Business

Oracle Adds RightNow to Cloud Wars Arsenal

Oracle has closed on its US$1.5 billion acquisition of RightNow, developer of a cloud-based customer self-service application. Oracle announced the deal in October 2011.

For Oracle, the deal makes eminent sense: It fills in a missing gap in its cloud-based CRM functionality and gives it a broader base from which to compete against Salesforce.com. In general, it gives Oracle a boost in the cloud wars, especially for mid-tier companies looking for moderately priced applications.

Ever since the acquisition, customers have been asking about the road map for product integration. For a master acquirer like Oracle, combining the two product portfolios should be relatively easy.

Oracle declined to provide further details. However, the company said it will provide more details on the product strategy for the combined Oracle and RightNow offering in a webcast presentation on Tuesday.

Road Map Speculation

Some elements of this integration road map are easy to guess at, Nucleus Research Vice President Rebecca Wettemann told CRM Buyer.

“Obviously, RightNow’s strength is in customer self-service, so Oracle will play that up, along with the knowledge base needed to integrate the application,” she said.

“There are two real factors that I think Oracle will have to look at from an integration perspective,” said Ed Shepherdson, senior vice president of enterprise solutions at Coveo.

“The first is where does RightNow fit within the suite of CRM tools that Oracle already has,” he told CRM Buyer “so the sales and marketing teams will have to quickly differentiate the value proposition.

“The second part of the integration is the physical integration of the RightNow product into the process flows and integration with the process flows of other products in their suite,” Shepherdson continued.

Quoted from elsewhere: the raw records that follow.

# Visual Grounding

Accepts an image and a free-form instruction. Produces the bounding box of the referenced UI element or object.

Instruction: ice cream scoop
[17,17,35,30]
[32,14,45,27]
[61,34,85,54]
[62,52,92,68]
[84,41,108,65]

Being a cloud product, this level of integration may only be at the interface level.”

A Visible RightNow

RightNow customers will be facing their own challenges, Shepherdson predicted. “They have gone from a vendor-agnostic environment to a being a part of a vender stack.”

However, the RightNow customer base tends to be very loyal, “so we don’t expect to see RightNow products disappear overnight,” Wettemann pointed out.

“Oracle learned from PeopleSoft and other acquisitions that you want to retain those customers and make them feel comfortable that they will still get value from their investments,” she added. “Social, mobile and big data analytics are all areas we expect Oracle to incorporate into the customer experience.”

One of the drivers behind Oracle’s pursuit of RightNow, reflected in a recent Gartner survey, was the digital customer experience as a strategic imperative for CIOs, noted Ashu Roy, CEO of eGain.

“This acquisition validates this trend, fueled by dynamic customer engagement models like social collaboration and multichannel commerce,” he told CRM Buyer. “Smart businesses will increasingly seek out innovative, knowledge-powered customer experience platforms that easily integrate with their existing business management infrastructure.”

Integrating with Oracle’s Public Cloud

Whatever Oracle’s RightNow product integration road map will be, it is bound to be tied to its own initiative in this space — the Oracle Public Cloud, which the company launched few weeks before it announced it was acquiring RightNow.

The Oracle Public Cloud is a tech stack that provides access to Oracle Fusion Applications, Oracle Fusion Middleware and Oracle Database. It runs on Oracle systems and also includes Oracle Fusion CRM, HCM, Social Network, Java and Oracle Database Cloud service — in other words, a number of different business applications. Soon to join the mix, presumably, will be self-service.

An Old Competitive Play

Perhaps the only thing certain at this point is how Oracle’s and RightNow’s competitors will react, Shepherdson said.

“Whenever a company gets acquired, there will be disruption in the sales cycle and the product positioning for a period of time,” he pointed out. “Customer doubt will come into play, so it is an advantage to RightNow competitors.”